Can you bring me a Cola, please?

When we travel, we ask our friends and family if they would like to have anything from abroad. Usually, their requests are for things that you can't find in their country or things that are known to be a specialty of other countries.
A colleague of ours, working with a UN agency, managed to get a permit to leave Gaza to Ramallah. The stories he tells are all of a horrid situation where living standards and personal safety are deteriorating to extents that we cannot imagine, despite living in the same country.
I might not have been very interested in the lack of cigarettes, or the fact that a packet is now as expensive as in the UK, in a territory whose per capita GNP is less than 5% of the UK. What really made me sad, was a request that his son asked from him: "can you bring me a cola, dad!"
In a territory where all supplies coming in are controlled by the Israeli Army, most of the essentials are not available, causing severe hike in prices and a lack of all essentials.
Such tactics were prevalent in medieval warfare, in our contemporary history they were used in by the US against Iraq, and are applied to other countries such as Cuba. Since 700 years have passed since this type of war tactic was dominating military action, is it not right to assume that through these 700 years, our ethical code has been developed so as not to justify such means?
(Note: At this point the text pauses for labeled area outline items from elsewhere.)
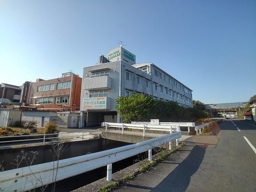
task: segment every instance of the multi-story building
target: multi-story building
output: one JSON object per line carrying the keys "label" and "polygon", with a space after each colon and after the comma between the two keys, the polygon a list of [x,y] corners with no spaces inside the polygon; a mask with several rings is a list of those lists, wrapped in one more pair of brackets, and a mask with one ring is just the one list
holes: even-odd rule
{"label": "multi-story building", "polygon": [[19,86],[2,83],[0,84],[0,99],[7,99],[12,102],[20,102],[21,89]]}
{"label": "multi-story building", "polygon": [[23,86],[22,102],[37,110],[55,111],[79,110],[82,79],[71,72],[49,80],[37,79]]}
{"label": "multi-story building", "polygon": [[101,55],[99,63],[84,68],[80,127],[120,122],[116,99],[133,92],[193,106],[192,90],[152,63],[136,64],[136,56],[121,46]]}

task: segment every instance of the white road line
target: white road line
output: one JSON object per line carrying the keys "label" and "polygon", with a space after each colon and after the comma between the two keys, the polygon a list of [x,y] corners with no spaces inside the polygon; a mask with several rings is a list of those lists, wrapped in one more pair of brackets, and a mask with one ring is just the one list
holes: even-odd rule
{"label": "white road line", "polygon": [[251,143],[251,142],[248,140],[248,139],[246,138],[246,137],[244,136],[244,138],[245,138],[245,140],[248,142],[250,147],[252,149],[254,153],[256,154],[256,149],[255,149],[255,147],[253,147],[253,146]]}

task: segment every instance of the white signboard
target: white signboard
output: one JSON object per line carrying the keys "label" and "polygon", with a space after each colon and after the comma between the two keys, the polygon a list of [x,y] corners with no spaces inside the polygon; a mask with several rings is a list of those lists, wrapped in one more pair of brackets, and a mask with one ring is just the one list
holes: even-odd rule
{"label": "white signboard", "polygon": [[159,125],[159,119],[150,119],[150,124],[154,125]]}
{"label": "white signboard", "polygon": [[87,98],[83,99],[83,109],[106,109],[107,98]]}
A request like that boy's is an indicator that something is clearly wrong in Gaza. Two million people are being starved. Does this sound in anyway like an action of a rogue state? To any sane person, it clearly is.


Anonymous said...

Hi Ned
thanks for witnessing your daily life
I'm going to translate this post on dalMondo.info, for the italian reading people.


Ned said...

You are back! I just saw your message. I worried as you were away for a while.